An overwhelming 62% told researchers that they felt negative or did not know (18%) if they would adopt a currency that was not controlled by a central bank.
Only 12% – one in eight – were positive and the rest (25%) were neutral.
Although 93% of brits had heard of Bitcoin, only 4% claimed to understand the cryptocurrency well.
Men were three times more likely than women to consider they had a good understanding of how Bitcoin worked.
And younger generations were more likely to have bought Bitcoin – 9% of 18 to 24 year olds compared to 1% of over 55s.
A fifth (21%) agreed cryptocurrencies would become as commonplace as cards or cash, but 43% doubted this would happen and a third (34%) said they did not know.
The survey was carried out by pollsters YouGov
Head sacked for mining with school computers
A headmaster has been sacked for harnessing eight of his school’s computers to mine cryptocurrency.
Lei Hua was mining Ethereum at home and decided to move his operation to Puman Middle School in Hunan Province, China, when he could not afford the electricity bills.
His action was discovered when the school in China received massive electricity bills that were double those from previous years.
Decentralised exchanges under SEC attack
US regulators have warned decentralised cryptocurrency exchanges that trying to work round the rules is not an option.
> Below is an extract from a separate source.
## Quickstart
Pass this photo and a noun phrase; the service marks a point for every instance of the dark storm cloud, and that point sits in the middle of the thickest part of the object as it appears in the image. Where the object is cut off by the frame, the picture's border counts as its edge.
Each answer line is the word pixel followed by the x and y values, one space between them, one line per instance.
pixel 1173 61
Securities & Exchange Commission cyber unit chief Robert Cohen says running an exchange on the blockchain does not avoid official scrutiny.
“The focus is not on the label you put on something or the technology you’re using,” Cohen told Forbes magazine. “The focus is on the function, and what the platform is doing. Whether it’s decentralized or not, whether it’s on a smart contract or not, what matters is it’s an exchange.”
The SEC has launched the first investigation against a decentralised exchange– EtherDelta.
A decentralised exchange operate as peer-to-peer ‘smart contracts’ between individuals, which means the exchange has no physical presence in any legal jurisdiction as a measure to avoid regulation.